Quantum computing and connected devices are two of the most exciting and promising fields of technology today. They have the potential to revolutionize many domains, such as cryptography, optimization, simulation, artificial intelligence, and the Internet of Things. They could enable us to solve problems that are currently intractable and create new possibilities that we can’t even imagine.
But these systems are not something that your fellow everyday developer can easily develop. They are too complicated and too complex for humans to comprehend and manipulate, especially on the scale of today’s Software Landscapes. Quantum computing requires us to deal with concepts such as superposition, entanglement, interference, and measurement, which defy our classical intuition and logic.

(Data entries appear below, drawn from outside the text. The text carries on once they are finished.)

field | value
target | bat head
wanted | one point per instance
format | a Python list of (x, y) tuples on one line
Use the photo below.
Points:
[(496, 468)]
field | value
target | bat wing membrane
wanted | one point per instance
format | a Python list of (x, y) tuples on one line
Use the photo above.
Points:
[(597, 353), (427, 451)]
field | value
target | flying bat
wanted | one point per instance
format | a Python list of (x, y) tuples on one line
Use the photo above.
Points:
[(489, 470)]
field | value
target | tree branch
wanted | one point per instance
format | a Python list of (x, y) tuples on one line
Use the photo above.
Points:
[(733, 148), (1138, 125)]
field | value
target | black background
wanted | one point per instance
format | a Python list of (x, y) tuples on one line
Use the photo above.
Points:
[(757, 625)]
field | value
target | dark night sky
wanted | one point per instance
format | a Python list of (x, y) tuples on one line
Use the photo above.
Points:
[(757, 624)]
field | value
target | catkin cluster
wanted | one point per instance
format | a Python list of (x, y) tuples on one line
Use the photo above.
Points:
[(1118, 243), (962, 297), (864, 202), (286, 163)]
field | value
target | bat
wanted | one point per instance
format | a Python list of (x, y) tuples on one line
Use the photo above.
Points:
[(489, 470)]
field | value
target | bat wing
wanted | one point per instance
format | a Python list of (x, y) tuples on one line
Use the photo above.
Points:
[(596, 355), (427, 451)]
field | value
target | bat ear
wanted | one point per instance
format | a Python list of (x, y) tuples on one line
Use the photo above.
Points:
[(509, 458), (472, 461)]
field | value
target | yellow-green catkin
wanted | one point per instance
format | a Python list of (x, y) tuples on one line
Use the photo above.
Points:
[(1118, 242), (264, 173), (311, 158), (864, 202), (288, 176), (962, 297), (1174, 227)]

Connected devices require us to deal with networks, protocols, sensors, actuators, and data, which pose many challenges and risks, and are very hard to integrate without any weirdness (ask any car manufacturer). Developing software for these systems is not a trivial task. It requires a high level of expertise, skill, and creativity. A level that very few people can achieve.
That’s why we need AI to help us. AI has to become a direct translation to the computer and bypass the programming language layer. It has to understand our natural language and directly, like a compiler, translate it into quantum or machine instructions. And it has to handle the complexity and uncertainty of these systems and optimize the performance and reliability of the software.
But how will we communicate with AI? How will we express our requirements, expectations, and feedback? How will we ensure that the software meets our needs and standards? How will we collaborate with AI effectively and efficiently? Because, honestly, we are really bad at doing so between real people, and after the first bad prompt results with GitHub Copilot you will get to the conclusion that this will only get worse if we just apply what we have.
We will need a new form of language, a new way of thinking, and a new paradigm of software engineering. We will need a language that is simple, precise, and consistent, but also expressive, flexible, and adaptable. We will need a language that can capture the essence of the problem, the solution, and the value, without being bogged down by the details, the syntax, and the semantics. We will need a language that can bridge the gap between human and machine and between classical and quantum.
It will be much closer to our everyday language while being as far away from current programming languages as those programming languages are from assembler. Neither will it be a full equivalent of our everyday language, as even in a human-to-human interaction we have a specialised language for each domain in our workplace. With our own set of abbreviations, terms, and sometimes even grammar.
Maybe we will use a specialised, highly optimised form of language, such as Simplified Technical English, designed to improve clarity, readability, and comprehension. Maybe we will use a language as thorough as German, which is known for its complex grammar, long words, and precise meanings. Maybe we will use a combination of both, or something entirely different. I secretly hope it will be Klingon.
The point is, that we will have to find our language to suit the needs of the new era of software development. And this language won’t be a Turing-complete programming language.